Pandas日期資料處理：如何按日期篩選、顯示及統計資料

https://mp.weixin.qq.com/s?__biz=MzI2NjY5NzI0NA==&mid=2247483778&idx=1&sn=078c0183e03138eac89c6c2d0252b0c5&chksm=ea8b6ef1ddfce7e7794f07ddf4371a0764d2278179f196e7923173fa78d308a693b146caa144&scene=21

前言

pandas有著強大的日期資料處理功能，本期我們來瞭解下pandas處理日期資料的一些基本功能，主要包括以下三個方面：

按日期篩選資料

按日期顯示資料

按日期統計資料

執行環境為 windows系統，64位，python3.5。

1 讀取並整理資料

首先引入pandas庫

1. import pandas as pd

從csv檔案中讀取資料

1. df = pd.read_csv('date.csv', header=None)

2. print(df.head(2))

1. 0 1

2. 0 2013-10-24 3

3. 1 2013-10-25 4

整理資料

1. df.columns = ['date','number']

2. df['date'] = pd.to_datetime(df['date']) #將資料型別轉換為日期型別

3. df = df.set_index('date') # 將date設定為index

4. print(df.head(2))

5. print(df.tail(2))

6. print(df.shape)

1. number

2. date

3. 2013-10-24 3

4. 2013-10-25 4

5. number

6. date

7. 2017-02-14 6

8. 2017-02-22 6

9. (425, 1)

df的行數一共是425行。

檢視Dataframe的資料型別

1. print(type(df))

2. print(df.index)

3. print(type(df.index))

1. <class 'pandas.core.frame.DataFrame'>

2. DatetimeIndex(['2013-10-24', '2013-10-25', '2013-10-29', '2013-10-30',

3. '2013-11-04', '2013-11-06', '2013-11-08', '2013-11-12',

4. '2013-11-14', '2013-11-25',

5. ...

6. '2017-01-03', '2017-01-07', '2017-01-14', '2017-01-17',

7. '2017-01-23', '2017-01-25', '2017-01-26', '2017-02-07',

8. '2017-02-14', '2017-02-22'],

9. dtype='datetime64[ns]', name='date', length=425, freq=None)

10. <class 'pandas.tseries.index.DatetimeIndex'>

構造Series型別資料

1. s = pd.Series(df['number'], index=df.index)

2. print(type(s))

3. s.head(2)

1. <class 'pandas.core.series.Series'>

2.

3. date

4. 2013-10-24 3

5. 2013-10-25 4

6. Name: number, dtype: int64

2 按日期篩選資料

按年度獲取資料

1. print('---------獲取2013年的資料-----------')

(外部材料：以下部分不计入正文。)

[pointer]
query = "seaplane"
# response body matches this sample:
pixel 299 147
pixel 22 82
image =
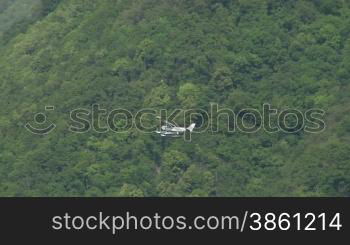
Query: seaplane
pixel 171 130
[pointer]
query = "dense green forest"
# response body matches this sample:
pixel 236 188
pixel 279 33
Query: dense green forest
pixel 167 54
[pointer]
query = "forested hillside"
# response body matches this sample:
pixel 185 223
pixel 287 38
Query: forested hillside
pixel 167 54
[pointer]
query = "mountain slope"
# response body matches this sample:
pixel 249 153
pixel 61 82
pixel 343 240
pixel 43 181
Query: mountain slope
pixel 176 54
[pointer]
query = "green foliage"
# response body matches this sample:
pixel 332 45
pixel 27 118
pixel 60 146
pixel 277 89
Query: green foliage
pixel 136 54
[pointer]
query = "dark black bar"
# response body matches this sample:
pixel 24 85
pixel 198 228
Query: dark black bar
pixel 31 219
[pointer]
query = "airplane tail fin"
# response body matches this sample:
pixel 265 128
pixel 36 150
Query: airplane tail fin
pixel 191 127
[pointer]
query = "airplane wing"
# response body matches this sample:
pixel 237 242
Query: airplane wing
pixel 167 123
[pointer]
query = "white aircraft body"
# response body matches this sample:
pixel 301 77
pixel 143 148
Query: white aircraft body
pixel 172 130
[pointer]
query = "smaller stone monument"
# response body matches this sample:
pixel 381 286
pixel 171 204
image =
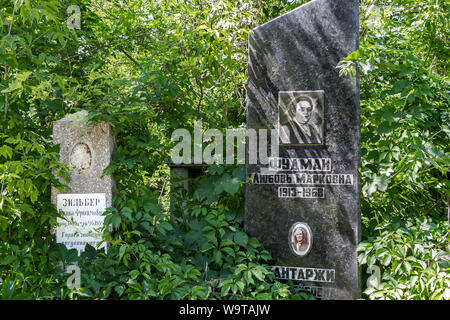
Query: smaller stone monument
pixel 88 149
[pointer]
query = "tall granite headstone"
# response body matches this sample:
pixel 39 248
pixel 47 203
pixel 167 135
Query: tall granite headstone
pixel 304 204
pixel 88 149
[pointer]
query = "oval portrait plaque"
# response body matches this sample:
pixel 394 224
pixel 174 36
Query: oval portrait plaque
pixel 300 238
pixel 81 158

2. print(df['2013'].head(2)) # 獲取2013年的資料

3. print(df['2013'].tail(2)) # 獲取2013年的資料

1. ---------獲取2013年的資料-----------

2. number

3. date

4. 2013-10-24 3

5. 2013-10-25 4

6. number

7. date

8. 2013-12-27 2

9. 2013-12-30 2

獲取2016至2017年的資料

1. print('---------獲取2016至2017年的資料-----------')

2. print(df['2016':'2017'].head(2)) #獲取2016至2017年的資料

3. print(df['2016':'2017'].tail(2)) #獲取2016至2017年的資料

1. ---------獲取2016至2017年的資料-----------

2. number

3. date

4. 2016-01-04 4

5. 2016-01-07 6

6. number

7. date

8. 2017-02-14 6

9. 2017-02-22 6

獲取某月的資料

1. print('---------獲取某月的資料-----------')

2. print(df['2013-11']) # 獲取某月的資料

1. ---------獲取某月的資料-----------

2. number

3. date

4. 2013-11-04 1

5. 2013-11-06 3

6. 2013-11-08 1

7. 2013-11-12 5

8. 2013-11-14 2

9. 2013-11-25 1

10. 2013-11-29 1

獲取具體某天的資料

請注意dataframe型別的資料，獲取具體某天的資料時，跟series是有些差異的，詳細情況如下述程式碼所示：

1. # 按日期篩選資料

2. print('---------獲取具體某天的資料-----------')

3. # 獲取具體某天的資料

4. print(s['2013-11-06'])

5.

6. # 獲取具體某天的資料，用datafrme直接選取某天時會報錯，而series的資料就沒有問題

7. # print(df['2013-11-06'])

8.

9. #可以考慮用區間來獲取某天的資料

10. print(df['2013-11-06':'2013-11-06'])

1. ---------獲取具體某天的資料-----------

2. 3

3. number

4. date

5. 2013-11-06 3

dataframe的truncate函式可以獲取某個時期之前或之後的資料，或者某個時間區間的資料

但一般建議直接用切片（slice），這樣更為直觀，方便

1. # dataframe的truncate函式可以獲取某個時期之前或之後的資料，或者某個時間區間的資料

2. # 但一般建議直接用切片（slice），這樣更為直觀，方便

3. print('---------獲取某個時期之前或之後的資料-----------')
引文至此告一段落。